Autoverkehr in Wien
ORF.at/Christian Öser
Gefahren befürchtet

Rechtsabbiegen bei Rot wird getestet

Verkehrsminister Norbert Hofer (FPÖ) treibt das Thema Rechtsabbiegen bei Rot voran: Am Mittwoch wurden im Nationalrat erste Tests beschlossen. Die Regierungsparteien erhielten dabei Unterstützung von NEOS. An der Novelle gibt es aber viel Kritik: Mehr Unfälle vor allem von Kindern und Sehbehinderten werden befürchtet.

Es ändere sich eigentlich nicht viel, sagte der FPÖ-Abgeordnete Christian Hafenecker. Es werde nur die grüne Zusatzampel durch eine Tafel mit einem grünen Pfeil ersetzt. Minister Hofer sagte, das Projekt sei gewissenhaft vorbereitet worden. Es gebe viele Länder, in denen Abbiegen bei Rot gut funktioniere – etwa die USA, Kanada und Australien. Und das werde auch in Österreich der Fall sein.

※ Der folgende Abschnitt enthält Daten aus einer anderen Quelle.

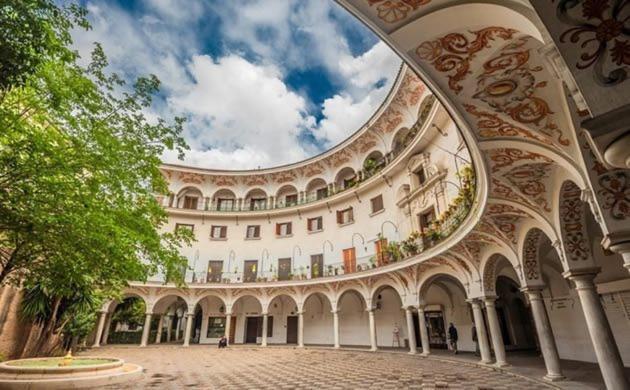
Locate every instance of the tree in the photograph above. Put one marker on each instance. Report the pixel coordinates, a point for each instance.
(79, 170)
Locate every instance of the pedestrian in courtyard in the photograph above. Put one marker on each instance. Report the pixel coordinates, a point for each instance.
(475, 340)
(452, 337)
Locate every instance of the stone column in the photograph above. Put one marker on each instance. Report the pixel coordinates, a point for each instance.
(545, 334)
(495, 332)
(373, 346)
(189, 321)
(424, 335)
(265, 324)
(300, 329)
(108, 324)
(336, 328)
(228, 326)
(145, 330)
(158, 335)
(410, 331)
(482, 335)
(99, 329)
(178, 327)
(169, 325)
(606, 350)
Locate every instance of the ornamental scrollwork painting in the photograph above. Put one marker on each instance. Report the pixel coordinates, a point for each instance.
(602, 31)
(453, 53)
(615, 194)
(392, 11)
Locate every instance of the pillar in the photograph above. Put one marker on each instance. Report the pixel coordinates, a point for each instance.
(545, 334)
(410, 331)
(158, 335)
(108, 324)
(145, 330)
(606, 350)
(482, 335)
(336, 328)
(264, 330)
(228, 325)
(301, 329)
(189, 321)
(373, 346)
(424, 334)
(99, 329)
(495, 332)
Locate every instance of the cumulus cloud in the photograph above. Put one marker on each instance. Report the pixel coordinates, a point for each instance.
(242, 112)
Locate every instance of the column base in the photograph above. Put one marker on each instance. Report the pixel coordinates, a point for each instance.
(554, 377)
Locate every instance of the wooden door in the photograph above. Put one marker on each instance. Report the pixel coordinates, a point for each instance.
(232, 330)
(284, 269)
(251, 330)
(292, 322)
(215, 271)
(251, 271)
(349, 260)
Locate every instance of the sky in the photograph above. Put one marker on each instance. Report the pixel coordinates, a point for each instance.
(261, 82)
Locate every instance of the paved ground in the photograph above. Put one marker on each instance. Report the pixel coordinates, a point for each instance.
(240, 367)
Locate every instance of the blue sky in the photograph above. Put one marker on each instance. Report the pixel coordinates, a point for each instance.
(262, 82)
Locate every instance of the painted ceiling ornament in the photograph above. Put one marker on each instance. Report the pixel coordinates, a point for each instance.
(453, 53)
(602, 29)
(615, 193)
(392, 11)
(529, 179)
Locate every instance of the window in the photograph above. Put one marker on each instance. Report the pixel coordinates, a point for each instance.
(216, 327)
(283, 229)
(184, 226)
(322, 193)
(218, 232)
(253, 231)
(315, 224)
(290, 200)
(377, 203)
(269, 326)
(190, 202)
(257, 203)
(224, 204)
(345, 216)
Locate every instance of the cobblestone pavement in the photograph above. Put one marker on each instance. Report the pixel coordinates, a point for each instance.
(206, 367)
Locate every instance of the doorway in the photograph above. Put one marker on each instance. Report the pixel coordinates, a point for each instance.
(251, 330)
(292, 324)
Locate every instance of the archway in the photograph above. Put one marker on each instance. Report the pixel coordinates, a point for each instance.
(248, 312)
(318, 320)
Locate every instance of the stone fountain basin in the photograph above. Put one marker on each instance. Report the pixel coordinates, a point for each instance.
(27, 374)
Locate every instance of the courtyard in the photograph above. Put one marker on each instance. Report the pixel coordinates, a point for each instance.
(241, 367)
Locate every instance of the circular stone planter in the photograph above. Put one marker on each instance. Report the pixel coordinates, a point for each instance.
(83, 372)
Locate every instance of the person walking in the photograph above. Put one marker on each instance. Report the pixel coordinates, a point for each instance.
(452, 337)
(475, 340)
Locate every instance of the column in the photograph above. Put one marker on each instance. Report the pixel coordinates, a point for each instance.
(169, 326)
(336, 328)
(99, 329)
(410, 331)
(424, 334)
(145, 330)
(495, 332)
(373, 346)
(108, 324)
(606, 350)
(301, 329)
(228, 325)
(264, 330)
(158, 335)
(545, 334)
(178, 327)
(482, 336)
(189, 321)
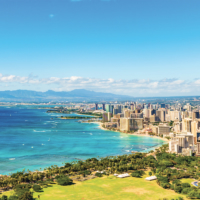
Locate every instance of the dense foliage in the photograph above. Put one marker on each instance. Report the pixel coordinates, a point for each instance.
(169, 169)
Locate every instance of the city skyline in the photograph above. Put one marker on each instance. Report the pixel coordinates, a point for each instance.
(141, 49)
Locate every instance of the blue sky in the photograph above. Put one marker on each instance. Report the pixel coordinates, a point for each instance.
(136, 47)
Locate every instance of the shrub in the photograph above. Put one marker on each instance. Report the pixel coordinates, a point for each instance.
(26, 196)
(138, 173)
(185, 185)
(178, 189)
(64, 180)
(186, 190)
(4, 197)
(13, 198)
(191, 194)
(165, 185)
(99, 174)
(37, 188)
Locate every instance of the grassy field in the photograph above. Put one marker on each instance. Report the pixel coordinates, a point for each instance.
(110, 188)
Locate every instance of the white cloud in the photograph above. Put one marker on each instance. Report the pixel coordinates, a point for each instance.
(51, 15)
(134, 87)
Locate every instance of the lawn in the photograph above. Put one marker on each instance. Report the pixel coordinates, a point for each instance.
(188, 180)
(109, 188)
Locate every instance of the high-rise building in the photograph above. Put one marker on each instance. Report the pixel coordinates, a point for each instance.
(195, 114)
(186, 123)
(162, 105)
(188, 107)
(103, 106)
(129, 124)
(160, 115)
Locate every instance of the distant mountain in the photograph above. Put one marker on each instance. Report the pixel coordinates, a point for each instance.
(74, 95)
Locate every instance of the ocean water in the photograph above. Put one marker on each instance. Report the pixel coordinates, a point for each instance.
(30, 139)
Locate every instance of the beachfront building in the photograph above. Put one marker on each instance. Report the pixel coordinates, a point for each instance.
(182, 143)
(130, 124)
(163, 130)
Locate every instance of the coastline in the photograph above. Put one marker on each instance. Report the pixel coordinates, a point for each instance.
(143, 135)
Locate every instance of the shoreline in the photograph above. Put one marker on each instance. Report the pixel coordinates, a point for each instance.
(143, 135)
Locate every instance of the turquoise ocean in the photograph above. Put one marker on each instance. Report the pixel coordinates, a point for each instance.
(32, 139)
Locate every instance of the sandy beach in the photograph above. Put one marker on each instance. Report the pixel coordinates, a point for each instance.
(136, 134)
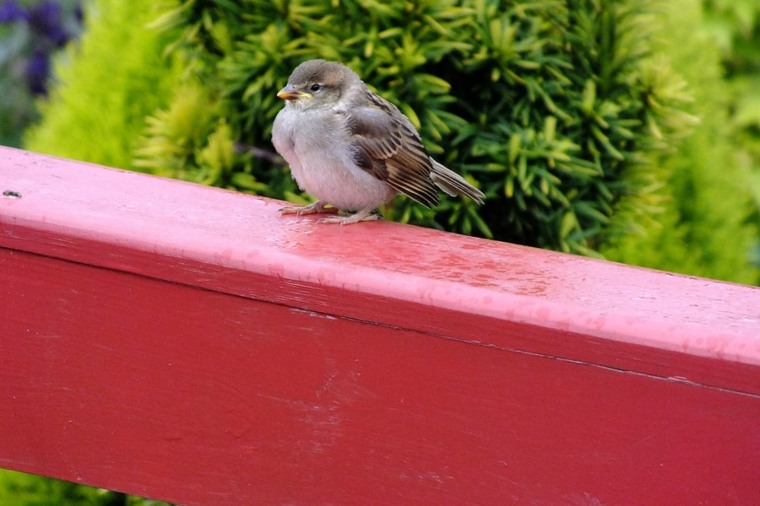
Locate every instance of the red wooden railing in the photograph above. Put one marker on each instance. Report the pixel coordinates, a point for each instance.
(189, 344)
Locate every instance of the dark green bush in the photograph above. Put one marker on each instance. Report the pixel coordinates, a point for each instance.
(547, 103)
(565, 112)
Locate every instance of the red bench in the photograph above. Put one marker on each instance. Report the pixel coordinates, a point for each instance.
(189, 344)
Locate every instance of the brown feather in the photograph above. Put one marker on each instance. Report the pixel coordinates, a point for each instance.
(388, 146)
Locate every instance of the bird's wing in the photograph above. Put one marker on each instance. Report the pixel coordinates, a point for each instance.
(388, 146)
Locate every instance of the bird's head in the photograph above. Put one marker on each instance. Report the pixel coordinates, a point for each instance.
(317, 83)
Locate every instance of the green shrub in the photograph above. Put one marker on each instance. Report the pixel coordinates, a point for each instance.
(108, 83)
(708, 222)
(563, 111)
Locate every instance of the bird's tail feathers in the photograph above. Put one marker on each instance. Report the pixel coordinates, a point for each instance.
(454, 184)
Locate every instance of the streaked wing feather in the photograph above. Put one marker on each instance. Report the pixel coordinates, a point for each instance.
(389, 148)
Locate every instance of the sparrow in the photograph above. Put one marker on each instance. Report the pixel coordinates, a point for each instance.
(352, 149)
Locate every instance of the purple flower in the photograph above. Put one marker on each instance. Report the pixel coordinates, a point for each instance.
(46, 19)
(37, 71)
(11, 10)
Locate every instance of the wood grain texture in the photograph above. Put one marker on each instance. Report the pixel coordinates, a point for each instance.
(189, 344)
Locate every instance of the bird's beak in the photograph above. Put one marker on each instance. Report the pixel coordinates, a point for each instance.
(288, 93)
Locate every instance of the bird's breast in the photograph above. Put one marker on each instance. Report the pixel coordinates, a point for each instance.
(319, 149)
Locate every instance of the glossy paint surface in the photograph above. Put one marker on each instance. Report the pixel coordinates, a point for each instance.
(189, 344)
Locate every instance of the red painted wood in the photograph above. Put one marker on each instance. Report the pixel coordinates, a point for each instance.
(188, 344)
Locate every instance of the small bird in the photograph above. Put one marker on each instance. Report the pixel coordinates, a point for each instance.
(352, 149)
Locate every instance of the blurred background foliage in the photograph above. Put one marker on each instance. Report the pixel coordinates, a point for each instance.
(624, 129)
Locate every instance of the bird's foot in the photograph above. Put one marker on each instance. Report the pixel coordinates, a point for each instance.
(315, 208)
(364, 215)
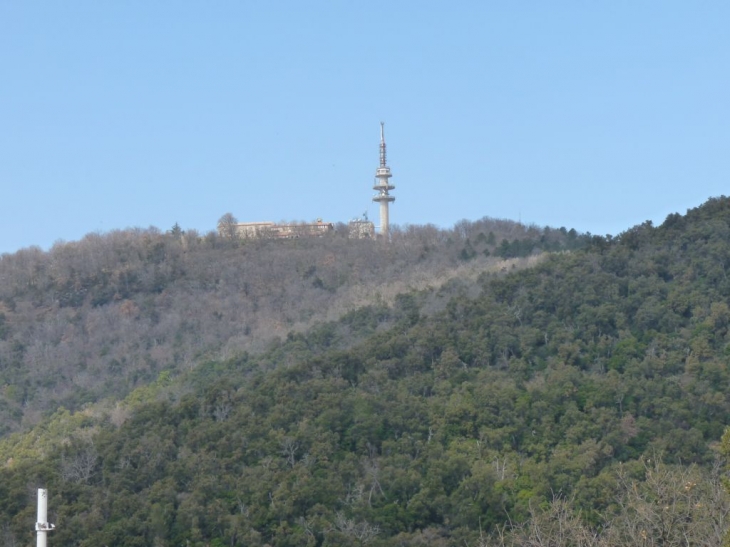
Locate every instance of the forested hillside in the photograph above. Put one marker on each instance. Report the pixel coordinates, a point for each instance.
(580, 401)
(98, 317)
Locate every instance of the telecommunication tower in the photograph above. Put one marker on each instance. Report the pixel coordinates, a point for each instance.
(383, 186)
(42, 525)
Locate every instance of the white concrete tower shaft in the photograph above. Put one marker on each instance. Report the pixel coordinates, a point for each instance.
(383, 186)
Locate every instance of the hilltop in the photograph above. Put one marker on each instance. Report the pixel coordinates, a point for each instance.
(585, 395)
(97, 318)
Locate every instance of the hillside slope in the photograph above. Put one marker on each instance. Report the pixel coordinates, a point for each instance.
(99, 317)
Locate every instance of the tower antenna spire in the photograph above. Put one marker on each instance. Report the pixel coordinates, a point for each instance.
(383, 186)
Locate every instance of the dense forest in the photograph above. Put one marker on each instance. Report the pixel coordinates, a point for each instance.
(99, 317)
(575, 396)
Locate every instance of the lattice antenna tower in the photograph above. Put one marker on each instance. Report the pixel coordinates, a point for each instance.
(383, 186)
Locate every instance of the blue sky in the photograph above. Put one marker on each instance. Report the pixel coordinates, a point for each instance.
(592, 115)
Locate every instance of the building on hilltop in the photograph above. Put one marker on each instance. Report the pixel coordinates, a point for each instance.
(358, 228)
(272, 230)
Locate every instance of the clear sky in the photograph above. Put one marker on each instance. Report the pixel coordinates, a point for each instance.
(594, 115)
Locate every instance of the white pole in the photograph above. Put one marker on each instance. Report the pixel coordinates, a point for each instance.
(42, 525)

Die Tests sollen an drei Linzer Kreuzungen erfolgen. Die Auswahl der Orte werde anhand eines Kriterienkatalogs erstellt, so ein Sprecher des Verkehrsministeriums zu ORF.at. Nicht jede Kreuzung eigne sich, hieß es. So kämen etwa Straßen nahe Schulen nicht in die Auswahl. Die Tests sollen Anfang April starten und ein Jahr dauern. Gelten wird die Regelung für Fahrzeuge bis zu 7,5 Tonnen, also auch für Fahrräder.

Ausgenommen werden Lkws und Busse. Die Kreuzungen würden entsprechend gekennzeichnet, zudem sei es ohnehin geboten, zunächst an der Kreuzung abzubremsen, bevor man abbiege. Kritik am Projekt verstehe man nicht: Die Fußgängerampel stehe ohnehin auf Rot, wenn das Rechtsabbiegen möglich sei. Daher seien Fußgängerinnen und Fußgänger nicht stärker gefährdet.

Sorge um Kindersicherheit

SPÖ und Jetzt sahen das am Mittwoch anders: Mit dieser Maßnahme werde die Verkehrssicherheit infrage gestellt, so das Argument. Vor allem Kinder und sehbehinderte Menschen würden gefährdet, so Ex-Verkehrsminister Alois Stöger (SPÖ). Zudem blieben viele Fragen unbeantwortet, so Stöger in einer Aussendung. Auch die Autofahrer würden sich mit den neuen Zusatztafeln schwertun. Die Klarheit bei den Verkehrsregeln gehe verloren.

Schon jetzt verunglücke alle drei Stunden ein Kind im Straßenverkehr, alle zwei Tage sterbe eines oder werde schwer verletzt, sagte Stephanie Cox (Jetzt). „Internationale Erfahrungen zeigen, dass diese Regelung Fußgänger, Radfahrer, aber speziell beeinträchtigte Personen und Kinder massiv gefährdet. So haben sich bei der Einführung dieser Regelung in den USA etwa die Unfälle mit Fußgängern und Radfahrern verdoppelt. Auch in Deutschland, wo es eine ähnliche Regelung gibt, wie sie jetzt in Österreich getestet werden soll, geht man eher wieder davon ab“, so Cox unlängst via Aussendung. Rechtsabbiegen bei Rot eigne sich aber für Radfahrerinnen und Radfahrer.

NEOS fordert Evaluierung

NEOS stimmte am Mittwoch mit ÖVP und FPÖ für die Versuche mit dem Abbiegen: Man könne hier einen ersten Schritt machen, so der Abgeordnete Douglas Hoyos. NEOS verlangte aber eine „ordentliche Evaluierung“ der Tests. Hofer hatte bereits im Vorjahr mit den Plänen zum Rechtsabbiegen aufhorchen lassen. Ein ursprünglich für ein Jahr anberaumter Pilotversuch hätte bereits am 1. Jänner starten sollen, wurde aber verschoben.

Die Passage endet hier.